Consume Gut-Healing Foods. Bone broth and collagen-rich foods like spinach, kale, tomatoes, beets and fish help repair a leaky gut and improve liver function.

Meditate. Practice mindfulness for 10 to 15 minutes three or four times weekly to reduce stress in the car, in bed, on a lunch break. If it feels impossible to manufacture peace amidst a trial, try apps like Headspace and Calm that maintain a positive focus for you.

Sleep. People who suffer from chronic stress often experience a cycle of sleeplessness, though even slight sleep deprivation can affect memory, judgment and mood. Healthy coping strategies include meditation and simple breathing exercises.

Exercise. Imagine exercise as mediation in motion by improving your mood and releasing endorphins through movement and physical activity.

Seek Therapy.
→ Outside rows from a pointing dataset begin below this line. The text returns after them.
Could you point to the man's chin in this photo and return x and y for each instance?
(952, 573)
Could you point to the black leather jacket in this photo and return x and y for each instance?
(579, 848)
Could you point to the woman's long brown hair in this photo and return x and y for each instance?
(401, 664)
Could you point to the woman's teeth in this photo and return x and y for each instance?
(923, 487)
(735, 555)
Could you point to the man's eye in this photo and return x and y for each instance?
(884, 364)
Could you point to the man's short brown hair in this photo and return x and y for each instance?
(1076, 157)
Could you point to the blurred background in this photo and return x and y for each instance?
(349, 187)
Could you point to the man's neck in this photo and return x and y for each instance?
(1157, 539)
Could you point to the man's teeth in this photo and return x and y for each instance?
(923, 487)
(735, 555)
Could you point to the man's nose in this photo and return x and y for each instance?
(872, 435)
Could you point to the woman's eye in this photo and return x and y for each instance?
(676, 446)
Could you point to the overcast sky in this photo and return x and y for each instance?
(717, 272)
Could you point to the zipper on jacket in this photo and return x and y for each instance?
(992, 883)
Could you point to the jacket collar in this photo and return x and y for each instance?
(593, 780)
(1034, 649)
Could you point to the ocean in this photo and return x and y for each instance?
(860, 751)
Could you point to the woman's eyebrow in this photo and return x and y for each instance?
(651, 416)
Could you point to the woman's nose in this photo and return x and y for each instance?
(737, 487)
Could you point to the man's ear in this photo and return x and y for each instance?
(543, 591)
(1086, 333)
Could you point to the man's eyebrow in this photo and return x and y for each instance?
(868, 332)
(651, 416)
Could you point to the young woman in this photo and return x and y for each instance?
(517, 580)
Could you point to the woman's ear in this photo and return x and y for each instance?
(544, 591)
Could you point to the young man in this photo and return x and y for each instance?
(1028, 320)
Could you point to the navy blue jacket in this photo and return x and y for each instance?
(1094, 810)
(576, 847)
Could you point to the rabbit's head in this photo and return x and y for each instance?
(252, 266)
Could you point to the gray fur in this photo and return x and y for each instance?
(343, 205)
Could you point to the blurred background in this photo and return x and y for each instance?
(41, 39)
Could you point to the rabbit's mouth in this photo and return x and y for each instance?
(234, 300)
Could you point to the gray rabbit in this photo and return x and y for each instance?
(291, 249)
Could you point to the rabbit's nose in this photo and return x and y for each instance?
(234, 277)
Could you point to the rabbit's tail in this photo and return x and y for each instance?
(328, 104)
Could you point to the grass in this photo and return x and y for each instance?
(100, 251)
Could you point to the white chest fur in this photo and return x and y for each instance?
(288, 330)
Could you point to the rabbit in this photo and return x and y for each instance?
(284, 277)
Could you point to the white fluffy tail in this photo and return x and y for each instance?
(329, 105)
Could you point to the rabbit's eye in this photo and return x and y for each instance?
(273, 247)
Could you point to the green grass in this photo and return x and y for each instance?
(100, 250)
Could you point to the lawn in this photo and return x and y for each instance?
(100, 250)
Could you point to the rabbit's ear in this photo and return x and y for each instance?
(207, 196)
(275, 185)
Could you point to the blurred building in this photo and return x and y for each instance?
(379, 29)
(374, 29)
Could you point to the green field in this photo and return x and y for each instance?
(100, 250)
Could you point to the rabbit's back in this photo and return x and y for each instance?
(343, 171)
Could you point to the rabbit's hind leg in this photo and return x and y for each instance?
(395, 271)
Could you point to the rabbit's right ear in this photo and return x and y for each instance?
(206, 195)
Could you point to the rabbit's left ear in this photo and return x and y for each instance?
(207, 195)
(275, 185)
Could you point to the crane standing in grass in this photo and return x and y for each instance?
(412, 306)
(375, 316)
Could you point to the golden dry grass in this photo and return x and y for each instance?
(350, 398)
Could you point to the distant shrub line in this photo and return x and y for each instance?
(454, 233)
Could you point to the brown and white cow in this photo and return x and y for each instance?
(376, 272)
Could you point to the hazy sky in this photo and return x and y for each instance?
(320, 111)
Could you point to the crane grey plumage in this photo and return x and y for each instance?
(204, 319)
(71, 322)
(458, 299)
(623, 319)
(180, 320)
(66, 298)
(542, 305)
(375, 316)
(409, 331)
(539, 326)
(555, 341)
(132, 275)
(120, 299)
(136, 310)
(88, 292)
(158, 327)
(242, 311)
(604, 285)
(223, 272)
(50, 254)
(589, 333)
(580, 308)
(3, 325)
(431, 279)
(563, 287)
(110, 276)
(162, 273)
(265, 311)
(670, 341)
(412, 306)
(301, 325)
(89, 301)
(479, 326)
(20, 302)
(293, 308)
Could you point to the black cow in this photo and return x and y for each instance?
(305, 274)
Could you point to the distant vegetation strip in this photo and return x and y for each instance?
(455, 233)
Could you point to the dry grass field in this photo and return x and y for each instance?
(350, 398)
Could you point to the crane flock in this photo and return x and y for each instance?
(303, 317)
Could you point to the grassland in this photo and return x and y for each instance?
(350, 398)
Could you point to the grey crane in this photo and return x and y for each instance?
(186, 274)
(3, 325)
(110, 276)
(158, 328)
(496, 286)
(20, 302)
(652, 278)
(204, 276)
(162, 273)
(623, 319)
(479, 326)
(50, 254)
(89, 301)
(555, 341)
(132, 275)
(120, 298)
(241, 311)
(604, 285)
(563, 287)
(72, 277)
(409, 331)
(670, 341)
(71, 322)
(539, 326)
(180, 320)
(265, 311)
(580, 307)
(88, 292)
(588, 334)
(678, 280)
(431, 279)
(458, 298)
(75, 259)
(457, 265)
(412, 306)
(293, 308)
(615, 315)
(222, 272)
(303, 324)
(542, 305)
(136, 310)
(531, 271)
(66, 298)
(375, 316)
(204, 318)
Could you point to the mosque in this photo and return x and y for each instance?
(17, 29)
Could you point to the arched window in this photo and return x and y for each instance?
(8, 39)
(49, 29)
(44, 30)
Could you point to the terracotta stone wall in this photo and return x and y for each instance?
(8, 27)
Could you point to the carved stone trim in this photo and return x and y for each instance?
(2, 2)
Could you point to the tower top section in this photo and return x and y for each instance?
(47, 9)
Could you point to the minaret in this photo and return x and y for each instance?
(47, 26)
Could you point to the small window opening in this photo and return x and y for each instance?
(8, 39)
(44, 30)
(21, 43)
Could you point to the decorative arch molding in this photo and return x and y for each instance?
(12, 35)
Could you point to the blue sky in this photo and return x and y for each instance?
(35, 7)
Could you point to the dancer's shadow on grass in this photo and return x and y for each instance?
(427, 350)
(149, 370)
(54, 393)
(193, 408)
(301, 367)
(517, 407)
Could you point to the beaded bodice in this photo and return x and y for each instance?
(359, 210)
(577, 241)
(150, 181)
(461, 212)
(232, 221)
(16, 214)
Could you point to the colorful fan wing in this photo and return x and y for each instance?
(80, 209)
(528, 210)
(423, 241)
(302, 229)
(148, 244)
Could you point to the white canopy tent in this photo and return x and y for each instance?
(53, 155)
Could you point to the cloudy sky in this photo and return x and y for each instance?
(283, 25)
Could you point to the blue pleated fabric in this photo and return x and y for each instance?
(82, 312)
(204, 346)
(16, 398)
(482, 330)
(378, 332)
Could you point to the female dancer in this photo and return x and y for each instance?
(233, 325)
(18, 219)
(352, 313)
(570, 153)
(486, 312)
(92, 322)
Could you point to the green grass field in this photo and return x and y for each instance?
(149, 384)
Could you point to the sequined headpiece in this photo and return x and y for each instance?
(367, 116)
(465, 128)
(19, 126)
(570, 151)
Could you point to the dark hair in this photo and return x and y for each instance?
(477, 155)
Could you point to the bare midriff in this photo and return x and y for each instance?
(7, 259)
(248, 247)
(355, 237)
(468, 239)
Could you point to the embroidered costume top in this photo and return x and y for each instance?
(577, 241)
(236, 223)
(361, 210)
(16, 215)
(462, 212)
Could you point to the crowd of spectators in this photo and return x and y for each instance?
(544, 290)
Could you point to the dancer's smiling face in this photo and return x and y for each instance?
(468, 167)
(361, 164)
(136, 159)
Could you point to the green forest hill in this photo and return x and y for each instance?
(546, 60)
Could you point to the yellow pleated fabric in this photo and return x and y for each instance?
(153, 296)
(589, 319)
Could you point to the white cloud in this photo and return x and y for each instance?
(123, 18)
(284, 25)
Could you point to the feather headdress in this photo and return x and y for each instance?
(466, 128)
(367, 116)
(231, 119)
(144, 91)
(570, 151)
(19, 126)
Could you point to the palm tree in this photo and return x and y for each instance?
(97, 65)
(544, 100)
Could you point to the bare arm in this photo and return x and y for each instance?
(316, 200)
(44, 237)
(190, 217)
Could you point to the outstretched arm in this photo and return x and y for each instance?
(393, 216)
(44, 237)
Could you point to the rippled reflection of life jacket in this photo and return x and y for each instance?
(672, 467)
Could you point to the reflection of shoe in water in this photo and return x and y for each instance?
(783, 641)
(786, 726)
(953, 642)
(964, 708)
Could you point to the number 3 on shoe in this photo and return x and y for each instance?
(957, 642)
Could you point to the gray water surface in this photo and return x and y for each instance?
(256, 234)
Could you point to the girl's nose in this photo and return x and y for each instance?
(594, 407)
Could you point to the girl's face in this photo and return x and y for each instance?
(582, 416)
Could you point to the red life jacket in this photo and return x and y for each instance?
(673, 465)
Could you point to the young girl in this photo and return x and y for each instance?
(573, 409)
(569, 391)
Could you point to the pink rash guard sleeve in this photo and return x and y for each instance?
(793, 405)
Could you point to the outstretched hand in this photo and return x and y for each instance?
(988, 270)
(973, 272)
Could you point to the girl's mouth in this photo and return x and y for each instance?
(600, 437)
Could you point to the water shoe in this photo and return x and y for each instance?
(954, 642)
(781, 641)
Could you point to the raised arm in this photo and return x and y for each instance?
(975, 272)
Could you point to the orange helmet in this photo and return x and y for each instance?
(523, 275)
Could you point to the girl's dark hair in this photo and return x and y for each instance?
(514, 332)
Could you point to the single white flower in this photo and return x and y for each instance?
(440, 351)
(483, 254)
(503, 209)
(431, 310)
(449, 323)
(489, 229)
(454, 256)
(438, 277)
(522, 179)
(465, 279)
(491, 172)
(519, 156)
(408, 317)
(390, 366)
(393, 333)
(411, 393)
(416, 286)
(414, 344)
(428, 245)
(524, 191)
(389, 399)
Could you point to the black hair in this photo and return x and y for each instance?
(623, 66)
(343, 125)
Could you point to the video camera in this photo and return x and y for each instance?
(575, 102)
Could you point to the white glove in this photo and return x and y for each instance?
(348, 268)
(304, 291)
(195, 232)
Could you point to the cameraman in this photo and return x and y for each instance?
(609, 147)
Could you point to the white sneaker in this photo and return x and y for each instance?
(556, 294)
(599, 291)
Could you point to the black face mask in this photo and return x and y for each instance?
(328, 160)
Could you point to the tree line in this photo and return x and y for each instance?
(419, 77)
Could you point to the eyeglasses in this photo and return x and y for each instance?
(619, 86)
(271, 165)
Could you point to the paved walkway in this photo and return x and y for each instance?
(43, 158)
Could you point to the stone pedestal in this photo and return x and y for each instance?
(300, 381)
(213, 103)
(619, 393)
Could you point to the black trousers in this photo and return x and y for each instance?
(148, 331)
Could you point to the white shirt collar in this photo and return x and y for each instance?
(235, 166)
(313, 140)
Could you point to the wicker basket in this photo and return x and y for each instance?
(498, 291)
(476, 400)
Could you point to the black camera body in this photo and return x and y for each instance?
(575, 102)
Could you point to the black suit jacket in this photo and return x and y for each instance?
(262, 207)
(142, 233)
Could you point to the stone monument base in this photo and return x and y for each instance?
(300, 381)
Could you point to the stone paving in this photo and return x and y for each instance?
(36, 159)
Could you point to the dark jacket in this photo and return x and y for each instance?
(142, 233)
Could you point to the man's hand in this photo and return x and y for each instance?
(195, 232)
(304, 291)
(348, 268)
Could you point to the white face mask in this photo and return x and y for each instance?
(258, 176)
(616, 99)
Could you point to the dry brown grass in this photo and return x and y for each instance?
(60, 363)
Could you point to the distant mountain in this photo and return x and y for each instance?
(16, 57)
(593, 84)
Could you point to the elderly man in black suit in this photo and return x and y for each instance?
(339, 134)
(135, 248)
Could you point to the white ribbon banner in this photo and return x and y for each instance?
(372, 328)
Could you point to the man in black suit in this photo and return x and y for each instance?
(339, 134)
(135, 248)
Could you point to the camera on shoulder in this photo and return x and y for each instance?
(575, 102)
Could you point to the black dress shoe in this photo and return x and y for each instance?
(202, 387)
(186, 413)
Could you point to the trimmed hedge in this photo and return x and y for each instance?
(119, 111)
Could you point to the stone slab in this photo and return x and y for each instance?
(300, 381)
Cognitive therapy for stress rests on the premise that it’s not simply the events in our lives that cause us anxiety; it’s the way in which we think about them. If you need help breaking out of negative thought patterns, cognitive therapy or a mix of cognitive and behavioral therapy may be effective.

Maintain Routine + Schedule. Unpredictability can contribute to anxiety and fears of the unknown. Maintaining consistent schedules and anticipating the expectations for each part of your day may help to reduce stress.

Being human is all about coping with our biology and stressors as they arise from the circumstances in our lives. When the unpredictable, catastrophic and hard stuff seemingly takes hold of every emotion in your body, remember that you can take control of your mind and make positive choices to protect your immune system.